PWMU.CO – Belajar dari Kegagalan, Model Bisnis Evermos Efisien. Co-founder platform social commerce Evermos M Ghufron Mustaqim menceritakannya dalam Ruang Toko Jaringan Saudagar Muhammadiyah (JSM) ke-22, Jumat (1/10/21).
Untuk Reseller, Bukan Konsumen
Ghufron menyatakan, aplikasi Evermos menyajikan katalog online yang membantu para reseller berjualan tanpa harus punya stok atau membeli produk. “Mereka bisa berjualan dengan modal handphone,” ucapnya.
Kemudian, para reseller bisa share ke WhatsApp atau Facebook masing-masing untuk mendapat calon konsumennya. “Reseller akan mendapat komisi dari setiap transaksi yang dihasilkan,” tambahnya.
Kini, Evermos memilih sekitar 500 brand dan menjual sekitar 12 ribu produk. Ghufron meluruskan, Evermos untuk mengorganisasi reseller. “Ini bukan aplikasi untuk konsumen seperti market place pada umumnya, ini aplikasi untuk membantu reseller jualan,” ujarnya.

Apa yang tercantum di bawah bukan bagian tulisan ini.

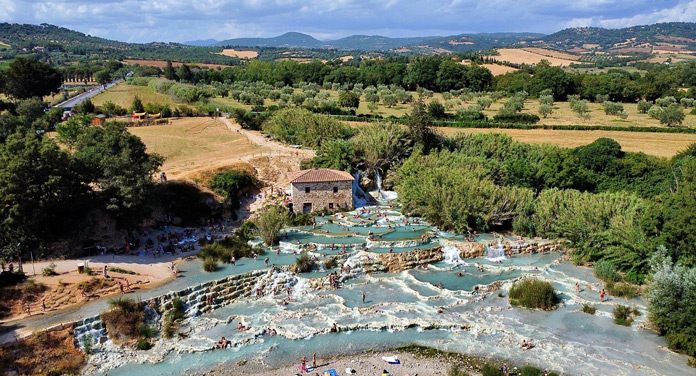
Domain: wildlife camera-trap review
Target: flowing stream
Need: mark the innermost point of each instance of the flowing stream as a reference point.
(446, 306)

Sejalan dengan itu, Ghufron menekankan, Evermos membantu UMKM atau brand lokal punya marketing (sales channel) yang masif. Ibaratnya, kata dia, mereka punya salesman di seluruh Indonesia tanpa harus mereka rekrut, kelola sendiri, dan gaji.

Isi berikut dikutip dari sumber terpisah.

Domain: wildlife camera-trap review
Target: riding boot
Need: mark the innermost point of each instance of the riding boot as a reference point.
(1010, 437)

“Dibantu dengan 100 ribu reseller aktif yang kita miliki!” ungkapnya.
Belajar dari Gagal
Menjawab pertanyaan Syauqi apakah dirinya pernah gagal, Ghufron menilai kegagalan itu hal yang normal. Dia berkisah ketika sebelumnya pernah gagal membangun fashion e-commerce. Waktu itu, kata dia, start-up model itu memang susah digeber untuk tumbuh.
Ada tiga penyebab kegagalannya. Pertama, perlu punya inventori. “Barang yang kita jual adalah barang yang kita miliki,” ujarnya.
Menurut Ghufron, kegagalannya saat itu karena model bisnisnya kurang efisien. “Kalau kita mau nggeber omset sekian miliar, kita harus punya barang sekian miliar,” ungkapnya.
Kedua, model B2C atau bussiness to consumer (langsung ke konsumen). “Harus banyak burn uang marketing untuk menggaet pasar,” terangnya.
Karena model bisnisnya kurang efisien, lanjit Ghufron, investor kurang tertarik untuk investasi. Usai dibubarkan, Evermos belajar dari sana untuk membuat bisnis model yang lebih efisien. “Bagian dari sunnatullah, kita mengambil pengalaman masa lampau untuk memperbaiki apa yang kita lakukan sekarang,” ujar Ghufron.
Model Bisnis Evermos
Ada dua pelajaran yang bisa Ghufron ambil. Pertama, tidak mengambil inventori. “Inventori yang dijual di Evermos itu inventori milik brand owner,” tuturnya.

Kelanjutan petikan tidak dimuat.